When "Boom Boom" was released as a single in May 1962, the song became a hit. It entered the Billboard R&B chart on June 16, 1962, where it spent eight weeks and reached number 16. The song also entered the Billboard Hot 100, where it reached number 60, making it one of only two Hooker singles to enter the pop chart. It was included on the 1962 Vee-Jay album Burnin' (SR 1043) as well as many Hooker compilations, including John Lee Hooker: The Ultimate Collection.

Thirty years later in the UK, after being featured in a Lee Jeans commercial in 1992, the song reached number 16 in the UK Singles Chart. Hooker recorded several later versions. Following the success of the Animals' cover version, Hooker re-recorded the song in 1968 for Stateside Records as the B-side of "Cry Before I Go" under the longer title "Boom Boom Boom". He reworked the song as "Bang Bang Bang Bang" for his Live at Soledad Prison album, as a South Side Chicago street musician in the film The Blues Brothers (but the song itself is not included in the film soundtrack), and as the title track for his 1992 album Boom Boom with Jimmie Vaughan.

The Animals version

English rock band the Animals recorded "Boom Boom" for their 1964 UK debut album The Animals. Their blues-rock rendition generally follows John Lee Hooker's original, although they add "shake it baby" as a response to the "come on and shake" refrain in the middle section,taken from Hooker's "Shake It Baby" (recorded during the 1962 American Folk Blues Festival tour in Europe, where it became a hit in 1963).

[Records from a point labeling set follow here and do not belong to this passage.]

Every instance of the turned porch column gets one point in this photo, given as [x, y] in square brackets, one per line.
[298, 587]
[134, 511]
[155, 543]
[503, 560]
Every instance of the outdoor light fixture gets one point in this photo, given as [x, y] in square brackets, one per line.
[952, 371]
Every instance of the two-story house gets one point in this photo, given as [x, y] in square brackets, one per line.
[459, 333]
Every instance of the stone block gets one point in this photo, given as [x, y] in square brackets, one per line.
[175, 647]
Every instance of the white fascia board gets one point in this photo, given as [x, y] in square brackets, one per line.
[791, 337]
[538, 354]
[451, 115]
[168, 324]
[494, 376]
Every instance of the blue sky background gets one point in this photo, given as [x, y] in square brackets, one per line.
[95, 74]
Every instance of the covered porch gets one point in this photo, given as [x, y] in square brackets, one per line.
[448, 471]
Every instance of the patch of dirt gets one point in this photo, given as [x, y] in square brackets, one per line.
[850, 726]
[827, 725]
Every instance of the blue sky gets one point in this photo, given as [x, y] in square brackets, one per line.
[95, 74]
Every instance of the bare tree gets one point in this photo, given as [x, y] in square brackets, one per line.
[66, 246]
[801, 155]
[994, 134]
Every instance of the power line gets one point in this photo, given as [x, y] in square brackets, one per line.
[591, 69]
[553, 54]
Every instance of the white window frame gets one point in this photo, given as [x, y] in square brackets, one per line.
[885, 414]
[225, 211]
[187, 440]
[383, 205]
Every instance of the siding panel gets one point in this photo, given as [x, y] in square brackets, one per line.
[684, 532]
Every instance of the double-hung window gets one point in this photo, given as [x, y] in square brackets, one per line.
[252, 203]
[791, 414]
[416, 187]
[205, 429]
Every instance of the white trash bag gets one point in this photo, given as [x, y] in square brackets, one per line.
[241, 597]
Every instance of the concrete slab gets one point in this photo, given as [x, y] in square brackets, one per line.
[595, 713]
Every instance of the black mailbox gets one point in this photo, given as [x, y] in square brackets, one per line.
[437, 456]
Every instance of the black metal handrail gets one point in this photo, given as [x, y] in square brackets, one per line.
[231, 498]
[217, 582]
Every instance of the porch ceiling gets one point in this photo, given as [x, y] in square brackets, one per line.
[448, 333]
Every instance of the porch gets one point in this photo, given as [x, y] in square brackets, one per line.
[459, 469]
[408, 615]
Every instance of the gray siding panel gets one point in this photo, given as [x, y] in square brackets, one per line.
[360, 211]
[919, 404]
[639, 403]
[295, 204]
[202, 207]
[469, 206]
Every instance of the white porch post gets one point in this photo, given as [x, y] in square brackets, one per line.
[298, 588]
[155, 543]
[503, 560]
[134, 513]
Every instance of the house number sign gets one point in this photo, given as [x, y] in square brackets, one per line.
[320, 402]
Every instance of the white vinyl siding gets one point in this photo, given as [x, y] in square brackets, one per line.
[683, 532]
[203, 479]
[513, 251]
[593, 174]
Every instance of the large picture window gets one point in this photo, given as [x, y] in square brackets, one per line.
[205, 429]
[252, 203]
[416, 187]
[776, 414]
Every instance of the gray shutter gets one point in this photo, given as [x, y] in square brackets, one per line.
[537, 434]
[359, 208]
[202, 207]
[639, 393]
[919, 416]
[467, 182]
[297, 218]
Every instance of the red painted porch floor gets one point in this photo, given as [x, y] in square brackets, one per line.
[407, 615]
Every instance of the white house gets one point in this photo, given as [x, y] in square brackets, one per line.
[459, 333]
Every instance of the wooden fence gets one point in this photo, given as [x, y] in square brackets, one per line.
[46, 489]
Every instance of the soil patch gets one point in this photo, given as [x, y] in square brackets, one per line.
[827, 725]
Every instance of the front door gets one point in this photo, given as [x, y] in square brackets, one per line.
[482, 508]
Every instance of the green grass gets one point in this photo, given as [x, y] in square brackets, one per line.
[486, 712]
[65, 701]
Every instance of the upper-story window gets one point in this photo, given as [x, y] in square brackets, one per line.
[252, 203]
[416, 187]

The Animals' version was released as a single in North America in November 1964. It reached number 43 on the Billboard Hot 100 and number 14 on the RPM Top 40&5 singles chart. The song was also released in Australia and India and is included on the Animals' second American album The Animals on Tour as well as various compilation albums (sometimes with the twelve-bar guitar solo edited out).

Over the years, several versions of "Boom Boom" have been recorded by various Animals reunion lineups as well as by former members Eric Burdon and Alan Price. In 2012, the original 1964 version was used in the film Skyfall.

Recognition and legacy

In 1995, John Lee Hooker's "Boom Boom" was included in the Rock and Roll Hall of Fame's list of "The Songs That Shaped Rock and Roll". It was inducted into the Blues Foundation Hall of Fame in 2009 in the "Classics of Blues Recording" category. A Detroit Free Press poll in 2016 ranked the song at number 37 in "Detroit's 100 Greatest Songs".

A variety of artists have recorded the song, including: Rufus Thomas, Mae West, Shadows of Knight, CCS, Dr. Feelgood, Tony Joe White, Disco Tex and the Sex-O-Lettes, Bruce Springsteen and the E Street Band, Big Head Todd and the Monsters (whose version was chosen in 2014 as the theme song for NCIS: New Orleans, and is played at Carolina Panthers home games when a touchdown is scored) and the Oak Ridge Boys. "Boom Boom" was the first studio recording by Eric Clapton, who recorded it as a demo with the Yardbirds in 1963, and which was released as a single in the Netherlands and Germany in 1966. ZZ Top later used similar lines ("how-how-how-how") to those found in "Boom Boom", on "La Grange".